Palifermin After Haploidentical PBSCT (KGF Haplo Allo)
Primary Purpose
Non-Hodgkin's Lymphoma or Hodgkin's Disease, Acute Leukaemia, Myelodysplastic Syndrome
Status
Withdrawn
Phase
Phase 2
Locations
Germany
Study Type
Interventional
Intervention
Palifermin
Placebo
Sponsored by
About this trial
This is an interventional treatment trial for Non-Hodgkin's Lymphoma or Hodgkin's Disease focused on measuring Peripheral blood stem cell transplantation, Palifermin, Kepivance, Prevenar, Placebo
Eligibility Criteria
Inclusion Criteria:
Recipient:
- Chemosensitive low/high grade B-NHL or T-NHL, Multiple Myeloma (MM) in partial or complete remission
- ALL and AML, secondary AML and biphenotypic acute leukemia in complete remission (CR1 or CR2) or PR (only if ≤20% blasts in BM), Myelodysplastic syndrome (MDS)
- CML in chronic or accelerated phase
- Osteomyelofibrosis (OMF)
- Hodgkin lymphoma (HD) in partial or complete remission
- Age ≥18 years, ≤ 65 years
- ECOG status ≤2
- Prior treatment with 3 or less different chemotherapy regimens (not cycles); prior local radiotherapy is allowed except radiation involving the thymus
- Adequate pulmonary function
- Left ventricular ejection fraction (LVEF) >30%
- Haploidentical related donor
- Failure to find matched related or matched unrelated donor and urgently requiring transplantation
- Planned conditioning regimen per Aversa or Würzburg protocol
- Women must be post-menopausal, sterile or use effective contraception and have a negative pregnancy test at study entry (β-HCG neg)
- Signed informed consent
Donor:
- Healthy family member
- Selection based on typing of HLA-A, B, C, DR loci.
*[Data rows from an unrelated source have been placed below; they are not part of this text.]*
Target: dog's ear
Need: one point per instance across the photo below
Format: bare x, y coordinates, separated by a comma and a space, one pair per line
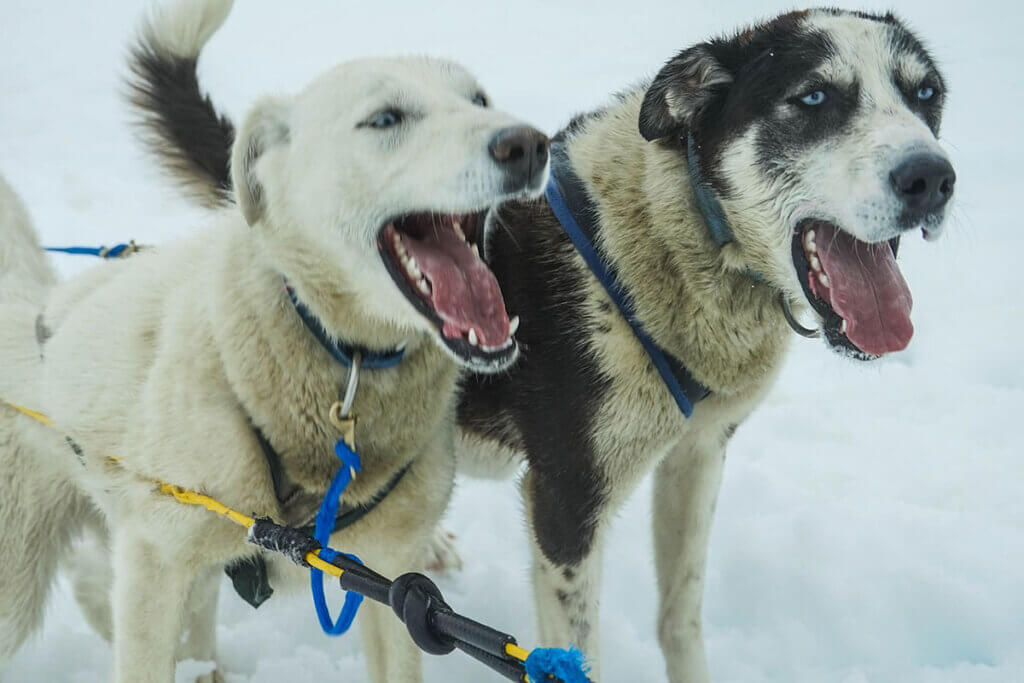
681, 90
266, 127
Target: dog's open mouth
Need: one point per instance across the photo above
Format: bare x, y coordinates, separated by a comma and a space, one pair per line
434, 260
856, 287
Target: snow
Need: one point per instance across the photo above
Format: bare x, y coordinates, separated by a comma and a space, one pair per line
870, 525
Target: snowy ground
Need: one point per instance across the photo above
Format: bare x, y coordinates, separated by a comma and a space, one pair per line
870, 524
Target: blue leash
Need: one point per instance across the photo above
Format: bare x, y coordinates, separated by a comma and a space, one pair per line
101, 252
350, 465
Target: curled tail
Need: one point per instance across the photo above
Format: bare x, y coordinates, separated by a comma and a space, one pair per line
190, 139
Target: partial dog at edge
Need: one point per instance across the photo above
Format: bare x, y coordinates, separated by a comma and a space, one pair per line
367, 194
817, 134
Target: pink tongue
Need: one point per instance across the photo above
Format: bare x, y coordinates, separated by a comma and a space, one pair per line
866, 289
464, 292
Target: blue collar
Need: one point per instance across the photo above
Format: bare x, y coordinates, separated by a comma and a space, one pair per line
578, 215
343, 352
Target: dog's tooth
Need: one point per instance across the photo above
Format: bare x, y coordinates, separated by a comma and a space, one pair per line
809, 243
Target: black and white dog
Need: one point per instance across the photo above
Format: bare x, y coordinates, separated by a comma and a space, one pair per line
769, 172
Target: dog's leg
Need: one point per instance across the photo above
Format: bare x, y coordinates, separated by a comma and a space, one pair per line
441, 553
200, 637
40, 513
88, 566
148, 600
685, 489
566, 568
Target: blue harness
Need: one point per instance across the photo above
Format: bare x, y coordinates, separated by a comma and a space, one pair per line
578, 215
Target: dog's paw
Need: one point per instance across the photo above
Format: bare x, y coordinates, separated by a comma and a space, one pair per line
440, 555
213, 677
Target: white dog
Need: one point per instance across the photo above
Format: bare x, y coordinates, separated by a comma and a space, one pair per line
366, 195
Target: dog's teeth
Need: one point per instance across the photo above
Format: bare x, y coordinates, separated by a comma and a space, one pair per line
809, 242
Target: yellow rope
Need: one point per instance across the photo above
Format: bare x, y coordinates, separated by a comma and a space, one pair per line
35, 415
187, 497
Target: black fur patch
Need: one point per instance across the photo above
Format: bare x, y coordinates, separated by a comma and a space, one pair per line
766, 62
552, 394
192, 139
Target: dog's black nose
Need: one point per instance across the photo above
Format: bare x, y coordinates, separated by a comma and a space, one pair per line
521, 151
924, 182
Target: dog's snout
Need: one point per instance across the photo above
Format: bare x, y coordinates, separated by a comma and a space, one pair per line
521, 151
924, 182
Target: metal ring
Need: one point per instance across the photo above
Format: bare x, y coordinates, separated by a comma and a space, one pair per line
792, 319
353, 384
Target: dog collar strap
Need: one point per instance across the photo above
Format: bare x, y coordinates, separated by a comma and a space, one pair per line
578, 216
709, 205
343, 352
711, 209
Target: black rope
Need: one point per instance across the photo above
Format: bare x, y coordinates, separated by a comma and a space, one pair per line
433, 626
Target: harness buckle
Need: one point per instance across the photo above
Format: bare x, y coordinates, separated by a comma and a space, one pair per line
345, 424
341, 411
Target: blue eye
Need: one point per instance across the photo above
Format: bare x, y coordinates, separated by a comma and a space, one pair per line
385, 119
814, 98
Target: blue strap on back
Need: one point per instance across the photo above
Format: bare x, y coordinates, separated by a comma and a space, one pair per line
609, 281
350, 465
101, 252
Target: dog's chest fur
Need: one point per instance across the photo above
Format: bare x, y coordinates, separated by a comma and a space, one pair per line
287, 384
725, 327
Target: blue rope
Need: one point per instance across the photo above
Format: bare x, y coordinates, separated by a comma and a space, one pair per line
350, 464
566, 666
616, 293
101, 252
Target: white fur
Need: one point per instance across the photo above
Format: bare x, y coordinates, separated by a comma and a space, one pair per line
199, 341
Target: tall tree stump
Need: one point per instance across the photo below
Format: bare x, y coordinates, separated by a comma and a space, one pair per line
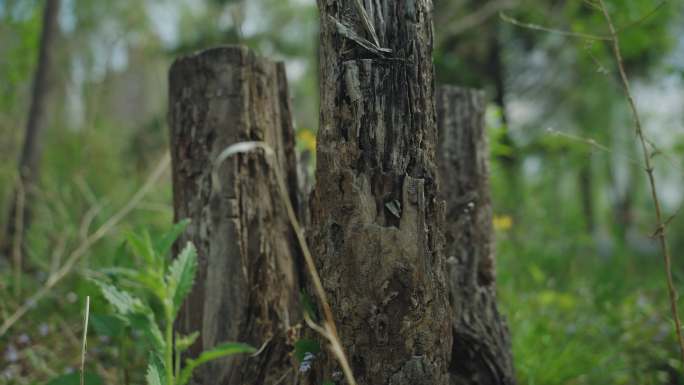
375, 214
481, 353
248, 285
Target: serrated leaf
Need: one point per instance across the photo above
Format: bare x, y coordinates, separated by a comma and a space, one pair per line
184, 342
124, 303
181, 276
163, 245
147, 324
107, 325
75, 379
223, 350
139, 278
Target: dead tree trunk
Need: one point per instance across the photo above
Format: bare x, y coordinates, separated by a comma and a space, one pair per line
19, 213
247, 286
481, 353
375, 214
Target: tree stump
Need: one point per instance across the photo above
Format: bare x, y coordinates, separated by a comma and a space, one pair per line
376, 218
248, 283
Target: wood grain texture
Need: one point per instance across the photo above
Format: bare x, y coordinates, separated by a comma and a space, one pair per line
376, 218
248, 285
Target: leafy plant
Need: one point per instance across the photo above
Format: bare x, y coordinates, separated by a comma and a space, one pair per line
151, 301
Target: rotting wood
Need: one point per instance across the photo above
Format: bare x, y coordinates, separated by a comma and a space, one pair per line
248, 282
376, 218
481, 353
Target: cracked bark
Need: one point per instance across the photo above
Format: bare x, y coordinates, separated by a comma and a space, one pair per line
248, 284
376, 218
481, 353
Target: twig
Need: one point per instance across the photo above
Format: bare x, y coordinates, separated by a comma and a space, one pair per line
661, 232
85, 339
81, 250
18, 241
592, 143
537, 27
329, 330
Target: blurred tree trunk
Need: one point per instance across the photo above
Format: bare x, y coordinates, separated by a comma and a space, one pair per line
376, 219
29, 160
481, 352
248, 284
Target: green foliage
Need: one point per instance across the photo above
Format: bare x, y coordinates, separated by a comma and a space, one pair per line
75, 379
156, 285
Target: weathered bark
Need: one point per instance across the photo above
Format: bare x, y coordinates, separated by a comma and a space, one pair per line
29, 159
481, 353
375, 214
247, 286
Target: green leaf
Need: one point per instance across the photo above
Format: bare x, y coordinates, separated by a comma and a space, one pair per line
124, 303
155, 371
181, 276
142, 247
304, 346
107, 325
184, 342
146, 279
147, 324
163, 245
75, 379
223, 350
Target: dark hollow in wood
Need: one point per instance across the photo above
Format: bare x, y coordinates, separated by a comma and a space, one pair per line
481, 353
376, 218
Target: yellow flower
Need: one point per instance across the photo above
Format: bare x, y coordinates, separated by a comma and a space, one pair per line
306, 139
503, 222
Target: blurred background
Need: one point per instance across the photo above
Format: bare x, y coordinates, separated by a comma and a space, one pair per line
580, 277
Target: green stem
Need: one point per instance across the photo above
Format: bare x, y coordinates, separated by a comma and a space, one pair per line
169, 343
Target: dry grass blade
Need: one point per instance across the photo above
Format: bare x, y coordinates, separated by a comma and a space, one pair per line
661, 231
81, 250
85, 339
329, 330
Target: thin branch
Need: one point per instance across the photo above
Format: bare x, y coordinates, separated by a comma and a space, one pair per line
537, 27
329, 330
18, 241
592, 143
84, 345
643, 18
662, 231
81, 250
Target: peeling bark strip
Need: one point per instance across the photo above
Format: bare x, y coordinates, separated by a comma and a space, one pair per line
247, 286
481, 353
375, 214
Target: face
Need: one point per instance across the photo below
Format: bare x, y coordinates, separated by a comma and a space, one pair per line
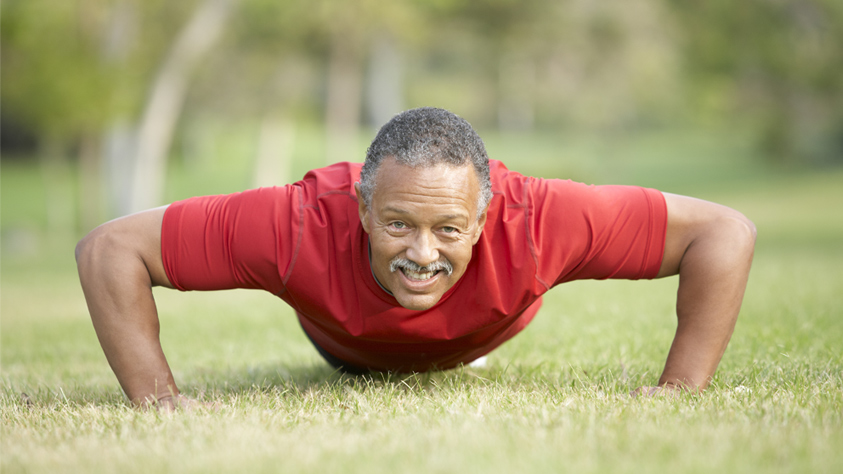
422, 225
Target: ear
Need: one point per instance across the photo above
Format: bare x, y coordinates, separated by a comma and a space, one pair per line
479, 229
362, 209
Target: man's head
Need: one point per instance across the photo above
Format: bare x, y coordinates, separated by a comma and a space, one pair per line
423, 137
423, 194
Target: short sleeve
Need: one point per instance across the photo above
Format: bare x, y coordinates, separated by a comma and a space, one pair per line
595, 232
241, 240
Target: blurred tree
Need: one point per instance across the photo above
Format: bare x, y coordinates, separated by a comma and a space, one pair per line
777, 64
166, 98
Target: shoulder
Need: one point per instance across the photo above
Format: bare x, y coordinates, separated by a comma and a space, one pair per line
338, 178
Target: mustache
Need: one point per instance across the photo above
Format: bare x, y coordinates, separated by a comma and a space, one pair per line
400, 262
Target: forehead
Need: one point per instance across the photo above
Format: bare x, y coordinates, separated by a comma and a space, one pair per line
416, 188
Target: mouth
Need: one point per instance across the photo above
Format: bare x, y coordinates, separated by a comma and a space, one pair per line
418, 276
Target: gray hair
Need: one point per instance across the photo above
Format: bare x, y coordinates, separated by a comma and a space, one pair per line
425, 137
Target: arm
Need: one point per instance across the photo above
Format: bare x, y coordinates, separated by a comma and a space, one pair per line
119, 262
710, 246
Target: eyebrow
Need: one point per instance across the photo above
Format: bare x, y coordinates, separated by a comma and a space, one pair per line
442, 216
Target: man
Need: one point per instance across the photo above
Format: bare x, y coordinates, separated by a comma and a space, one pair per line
427, 257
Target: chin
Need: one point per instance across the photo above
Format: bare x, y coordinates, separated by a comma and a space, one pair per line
418, 302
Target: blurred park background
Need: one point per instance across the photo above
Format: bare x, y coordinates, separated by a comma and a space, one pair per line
109, 107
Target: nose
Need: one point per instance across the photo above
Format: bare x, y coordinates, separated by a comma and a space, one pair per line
423, 249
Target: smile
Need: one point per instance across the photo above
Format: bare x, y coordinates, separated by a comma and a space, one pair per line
418, 276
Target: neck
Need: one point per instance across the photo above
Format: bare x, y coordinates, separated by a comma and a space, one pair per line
372, 269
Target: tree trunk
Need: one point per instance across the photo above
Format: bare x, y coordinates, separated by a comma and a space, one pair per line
344, 97
384, 91
516, 86
58, 188
90, 182
166, 98
275, 149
Donor must be at least genotypically HLA-A, B, C, DR haploidentical to the patient, but must differ for 2-3 HLA allele(s) on the unshared haplotype
- Donors must be capable of undergoing leukapheresis, have adequate venous access, and be willing to undergo insertion of a central venous catheter should leukapheresis via peripheral vein be inadequate.
- Donors must agree to a 2nd donation of PBPCs in case of insufficient CD34+ cell collection or should patient fail to demonstrate sustained engraftment
- Signed informed consent
Exclusion Criteria:
Recipient:
- History of or concurrent cancer (< 5 years ago) other than those named in inclusion criteria
- Primary chemorefractory disease
- CML in blast crisis
- MM with no or minor response to previous treatment
- Prior treatment with palifermin, or other keratinocyte growth factors
- Documented hypersensitivity to palifermin, E. coli-derived proteins, or any component of the product
- Documented hypersensitivity to Prevenar vaccine or its components
- Prior allogeneic or tandem PBPC transplantation (no more than 1 previous autologous transplantation
- Prior total body irradiation
- Post thymectomy
- Major anticipated illness or organ failure incompatible with survival from PBPC transplantation
- Active chronic skin disease requiring therapy
- Active inflammatory bowel disease requiring therapy
- Active uncontrolled infection
- Sero-positive HIV
- Pregnancy or breast-feeding
- Active invasive fungal tissue infection (EORTC criteria)
- 30 days or less since receiving an investigational product or device in another clinical trial
- Concurrent enrolment in another trial is not permitted unless the purpose is for long-term follow-up/survival data only, or observational only
- Chronic pancreatitis or history of acute pancreatitis within 1 year prior to transplant
- Psychiatric disorder associated with incompliance
- Myocardial infarction less than 3 months pre enrolment or EF <30% as measured in echocardiography/laevoventriculography
- Infusion of retrovirally or other transduced cells are not permitted.
- Planned intravenous application of immunoglobulins is contraindicated throughout the study period.
- Donor lymphocyte infusions are not allowed.
Donor:
- A positive HIV or HTLV-1 test or evidence of active/persistent viral hepatitis infection.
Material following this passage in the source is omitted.